ScalingFilter introduces a reference-free data quality filter that uses perplexity differences between two meta-models to quantify data quality via a quality factor linked to model scaling laws. By top-k selecting high-quality samples based on this factor, it enables training a 1.3B model on 25B tokens that achieves better zero-shot performance and greater semantic diversity than baselines. The work leverages a theoretical connection between data quality and scaling exponents, and introduces semantic diversity as a robust measure of dataset richness. Overall, ScalingFilter offers a principled, bias-reducing approach to data curation with practical gains in downstream task performance and data diversity, while acknowledging computational costs and limitations related to broader applicability and biases.

Abstract

High-quality data is crucial for the pre-training performance of large language models. Unfortunately, existing quality filtering methods rely on a known high-quality dataset as reference, which can introduce potential bias and compromise diversity. In this paper, we propose ScalingFilter, a novel approach that evaluates text quality based on the perplexity difference between two language models trained on the same data, thereby eliminating the influence of the reference dataset in the filtering process. An theoretical analysis shows that ScalingFilter is equivalent to an inverse utilization of scaling laws. Through training models with 1.3B parameters on the same data source processed by various quality filters, we find ScalingFilter can improve zero-shot performance of pre-trained models in downstream tasks. To assess the bias introduced by quality filtering, we introduce semantic diversity, a metric of utilizing text embedding models for semantic representations. Extensive experiments reveal that semantic diversity is a reliable indicator of dataset diversity, and ScalingFilter achieves an optimal balance between downstream performance and semantic diversity.
Paper Structure (14 sections, 21 equations, 4 figures, 8 tables)

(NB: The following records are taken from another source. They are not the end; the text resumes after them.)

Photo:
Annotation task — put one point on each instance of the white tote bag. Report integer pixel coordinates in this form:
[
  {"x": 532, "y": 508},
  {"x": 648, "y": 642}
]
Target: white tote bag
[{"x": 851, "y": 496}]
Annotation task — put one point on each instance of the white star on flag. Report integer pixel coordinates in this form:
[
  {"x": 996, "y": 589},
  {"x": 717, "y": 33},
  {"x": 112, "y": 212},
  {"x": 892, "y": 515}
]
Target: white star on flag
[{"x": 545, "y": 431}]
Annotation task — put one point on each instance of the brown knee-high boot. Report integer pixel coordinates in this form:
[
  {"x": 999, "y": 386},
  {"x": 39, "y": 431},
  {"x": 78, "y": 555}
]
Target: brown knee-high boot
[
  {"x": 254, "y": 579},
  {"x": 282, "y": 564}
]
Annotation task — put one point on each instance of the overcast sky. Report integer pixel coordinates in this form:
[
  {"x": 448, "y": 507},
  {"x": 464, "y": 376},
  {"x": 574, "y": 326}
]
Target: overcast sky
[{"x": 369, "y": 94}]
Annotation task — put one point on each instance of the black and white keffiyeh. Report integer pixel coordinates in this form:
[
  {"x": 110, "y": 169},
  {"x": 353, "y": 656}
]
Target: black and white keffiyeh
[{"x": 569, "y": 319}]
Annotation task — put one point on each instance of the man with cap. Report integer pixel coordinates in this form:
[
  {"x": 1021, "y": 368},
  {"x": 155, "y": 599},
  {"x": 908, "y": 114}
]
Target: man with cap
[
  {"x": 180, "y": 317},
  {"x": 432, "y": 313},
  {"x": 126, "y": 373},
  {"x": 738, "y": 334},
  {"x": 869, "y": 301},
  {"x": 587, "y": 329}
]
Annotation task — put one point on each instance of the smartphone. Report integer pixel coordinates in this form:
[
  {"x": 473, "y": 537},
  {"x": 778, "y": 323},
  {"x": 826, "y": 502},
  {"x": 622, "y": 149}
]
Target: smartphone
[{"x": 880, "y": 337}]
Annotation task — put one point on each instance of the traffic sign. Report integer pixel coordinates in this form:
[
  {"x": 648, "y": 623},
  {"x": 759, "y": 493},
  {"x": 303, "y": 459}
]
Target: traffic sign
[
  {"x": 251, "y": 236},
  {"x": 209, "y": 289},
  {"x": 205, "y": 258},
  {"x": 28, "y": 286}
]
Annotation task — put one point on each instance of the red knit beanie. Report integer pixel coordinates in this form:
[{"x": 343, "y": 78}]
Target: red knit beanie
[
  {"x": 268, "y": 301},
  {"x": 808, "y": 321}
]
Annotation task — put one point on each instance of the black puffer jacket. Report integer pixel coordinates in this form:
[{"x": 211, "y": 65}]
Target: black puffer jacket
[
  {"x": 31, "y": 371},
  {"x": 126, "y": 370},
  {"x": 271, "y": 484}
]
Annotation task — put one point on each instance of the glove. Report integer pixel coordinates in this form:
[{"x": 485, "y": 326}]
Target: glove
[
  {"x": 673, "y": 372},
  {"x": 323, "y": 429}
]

This paper contains 14 sections, 21 equations, 4 figures, 8 tables.

Figures (4)

  • Figure 1: In ScalingFilter, we assess the quality of text documents by their scaling characteristics with language models in different sizes.
  • Figure 2: (a) A visual diagram illustrates the theoretical result that high-quality data accelerates the rate of loss decrease as model parameters increase, resulting in larger model scaling exponents $a$. (b) We calculated the average loss of GPT-2 models of different sizes on several datasets with recognized quality levels: Wikipedia, OpenWebText, and Books3 represent high-quality data, while Unfiltered CommonCrawl represents low-quality data. The results closely align with the theoretical analysis shown in (a), which indicates that high-quality data accelerates the rate of loss decrease as model parameters increase.
  • Figure 3: Positive correlation between the number of datasets and semantic diversity, demonstrating semantic diversity as a reliable measure of data diversity.
  • Figure 4: Results on the relationship between semantic diversity and sample size. Semantic diversity stabilizes at a sample size of 10,000, with a standard deviation below 0.2. Therefore, we choose 10,000 as our sample size for calculating semantic diversity, as it represents the dataset's diversity adequately while ensuring computational efficiency.